Their findings, published in Nutrition Reviews, suggest they could be a useful stepping stone in the shift towards more sustainable diets if people have the right information to choose carefully.

In recent years, there has been a rise in novel food and drink designed to mimic or replace animal products such as alternatives to burgers or mince. Their nutritional and environmental value can vary depending on the main ingredients and level of processing.

The researchers carried out the first comprehensive review to investigate the environmental and health impacts of these products.

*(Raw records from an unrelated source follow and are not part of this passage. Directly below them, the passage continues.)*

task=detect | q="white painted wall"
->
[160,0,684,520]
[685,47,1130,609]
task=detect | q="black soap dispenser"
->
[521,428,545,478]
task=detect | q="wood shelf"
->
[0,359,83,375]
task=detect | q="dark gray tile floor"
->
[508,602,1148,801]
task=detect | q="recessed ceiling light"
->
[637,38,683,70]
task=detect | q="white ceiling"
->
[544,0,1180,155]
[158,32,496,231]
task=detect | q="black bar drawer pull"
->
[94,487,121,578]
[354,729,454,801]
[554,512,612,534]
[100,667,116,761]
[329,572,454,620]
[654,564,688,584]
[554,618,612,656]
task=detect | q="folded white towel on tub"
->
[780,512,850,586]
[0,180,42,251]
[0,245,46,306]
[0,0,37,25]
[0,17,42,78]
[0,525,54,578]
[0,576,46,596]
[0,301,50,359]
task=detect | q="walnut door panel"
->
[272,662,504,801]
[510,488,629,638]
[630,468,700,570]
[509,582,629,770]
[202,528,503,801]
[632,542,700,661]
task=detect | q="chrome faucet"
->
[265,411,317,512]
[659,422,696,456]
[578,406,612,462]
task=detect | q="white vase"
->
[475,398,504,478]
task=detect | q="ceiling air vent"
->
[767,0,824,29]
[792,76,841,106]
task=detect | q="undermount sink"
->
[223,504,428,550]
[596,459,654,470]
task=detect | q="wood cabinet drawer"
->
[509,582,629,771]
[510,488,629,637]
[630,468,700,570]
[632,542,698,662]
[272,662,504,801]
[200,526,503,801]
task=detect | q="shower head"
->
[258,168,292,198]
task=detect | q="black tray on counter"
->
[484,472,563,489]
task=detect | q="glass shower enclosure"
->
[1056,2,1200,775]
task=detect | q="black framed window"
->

A total of 57 seven peer-reviewed studies and 36 grey literature sources met the criteria of the review, evaluating products available in high-income countries including the UK. It excluded tofu, tempeh and seitan as these have been part of traditional Asian diets for centuries and evidence already shows they are a healthy alternative.

According to the analysis, plant-based alternatives have substantially lower environmental impacts than animal-based products – including lower greenhouse gas emissions, use of water resources and land use.

Most meat and dairy drink alternatives also had lower energy, lower saturated fat, more fibre, and contained more legumes and vegetables, while plant-based drinks contained less total sugar than dairy milks.

On average, both meat and drink alternatives had comparable salt levels to animal-based products. However, all plant-based meat alternatives contained more sugar.

Some plant-based cheese alternatives had 50% higher saturated fat than dairy cheese.

The evidence suggests there are positive health benefits from switching to plant-based meat and dairy alternatives, but more studies are needed to confirm this. The researchers also argue that improved labelling and categorisation should be implemented to inform consumers, policymakers and other key stakeholders.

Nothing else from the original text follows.